Question

Solid ammonium dichromate (relative molecular mass 252) decomposes as under:

${\left({\mathrm{NH}}_4\right)}_2{\mathrm{Cr}}_2{\mathrm{O}}_7\to {\mathrm{N}}_2+{\mathrm{Cr}}_2{\mathrm{O}}_3+4{\mathrm{H}}_2\mathrm{O}$

(I) If 63 g of ammonium dichromate decomposes, what will be the loss of the mass?

Answer 1

Step 1: Write the chemical equation

$$\begin{gathered} {\left({\mathrm{NH}}_4\right)}_2{\mathrm{Cr}}_2{\mathrm{O}}_7\left(\mathrm{s}\right)\to {\mathrm{N}}_2\left(\mathrm{g}\right)+{\mathrm{Cr}}_2{\mathrm{O}}_3\left(\mathrm{s}\right)+4{\mathrm{H}}_2\mathrm{O}\left(\mathrm{l}\right) \\ \mathrm{Ammonium}\mathrm{dichromate}\mathrm{Nitrogen}\mathrm{Chromium}\mathrm{oxide}\mathrm{Water} \end{gathered}$$

According to the above equation,

1 mol of ammonium dichromate would give 4 mols of H₂O.

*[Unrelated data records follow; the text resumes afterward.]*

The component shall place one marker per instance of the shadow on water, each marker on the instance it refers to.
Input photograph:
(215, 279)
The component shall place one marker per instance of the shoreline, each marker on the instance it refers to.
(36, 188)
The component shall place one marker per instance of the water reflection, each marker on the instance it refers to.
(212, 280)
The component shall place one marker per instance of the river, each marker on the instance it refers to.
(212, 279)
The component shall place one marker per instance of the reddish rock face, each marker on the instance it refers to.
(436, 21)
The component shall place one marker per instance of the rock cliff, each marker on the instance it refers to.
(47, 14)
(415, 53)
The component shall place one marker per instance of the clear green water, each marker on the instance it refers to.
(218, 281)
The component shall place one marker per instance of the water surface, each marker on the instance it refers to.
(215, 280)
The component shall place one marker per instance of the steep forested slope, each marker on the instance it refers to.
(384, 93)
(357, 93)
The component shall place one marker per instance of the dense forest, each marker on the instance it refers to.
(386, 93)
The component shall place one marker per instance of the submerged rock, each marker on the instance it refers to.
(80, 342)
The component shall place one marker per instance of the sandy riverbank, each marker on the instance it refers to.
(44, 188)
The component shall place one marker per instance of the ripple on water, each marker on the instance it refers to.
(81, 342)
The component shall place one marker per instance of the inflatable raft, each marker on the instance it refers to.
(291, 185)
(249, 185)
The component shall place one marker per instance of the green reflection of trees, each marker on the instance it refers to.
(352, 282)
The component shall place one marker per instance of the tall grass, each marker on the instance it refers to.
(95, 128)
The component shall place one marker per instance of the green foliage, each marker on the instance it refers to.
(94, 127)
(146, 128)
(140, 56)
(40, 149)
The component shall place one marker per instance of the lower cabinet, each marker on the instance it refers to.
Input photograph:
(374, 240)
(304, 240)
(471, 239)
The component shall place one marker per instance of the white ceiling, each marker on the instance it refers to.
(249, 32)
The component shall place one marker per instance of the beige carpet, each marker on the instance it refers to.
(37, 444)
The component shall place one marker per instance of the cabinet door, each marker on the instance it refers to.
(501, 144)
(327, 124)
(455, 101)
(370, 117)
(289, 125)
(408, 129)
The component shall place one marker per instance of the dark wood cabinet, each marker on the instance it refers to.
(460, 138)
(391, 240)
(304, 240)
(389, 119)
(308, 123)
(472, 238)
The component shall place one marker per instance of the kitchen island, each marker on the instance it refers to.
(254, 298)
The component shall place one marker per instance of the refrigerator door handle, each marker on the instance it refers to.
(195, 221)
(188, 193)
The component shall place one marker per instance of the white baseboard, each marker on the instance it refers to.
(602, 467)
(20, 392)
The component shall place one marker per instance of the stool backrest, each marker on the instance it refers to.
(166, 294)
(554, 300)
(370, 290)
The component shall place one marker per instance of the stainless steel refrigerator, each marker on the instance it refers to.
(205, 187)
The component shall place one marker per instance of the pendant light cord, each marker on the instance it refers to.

Step 2: Find the molar mass

The molar mass of ammonium dichromate

$=2x(14+4)+2x52+7x16$

$=252\mathrm{g}/\mathrm{mol}$

The number of moles of ammonium dichromate heated = $\frac{63}{252}$$=0.25\mathrm{mol}$

Therefore, a number of moles of water evaporated =$4\mathrm{x}0.25\mathrm{mol}=1\mathrm{mol}$.

The mass of water evaporated $=1\mathrm{mol}\mathrm{x}18\mathrm{g}\mathrm{per}\mathrm{mol}=18\mathrm{g}.$

Therefore, 18 grams of water is evaporated.

Step 3: Find the loss of mass

Also, produced ${\mathrm{N}}_2$ also is released into the atmosphere.

Number of ${\mathrm{N}}_2$ moles produced $1\mathrm{x}0.25\mathrm{mol}=0.25\mathrm{mol}$

Mass of ${\mathrm{N}}_2$released $(14+14)\mathrm{x}0.25\mathrm{g}=7\mathrm{g}$

Therefore, total mass loss $=18+7=25\mathrm{g}.$

Hence the total mass loss = $25\mathrm{g}$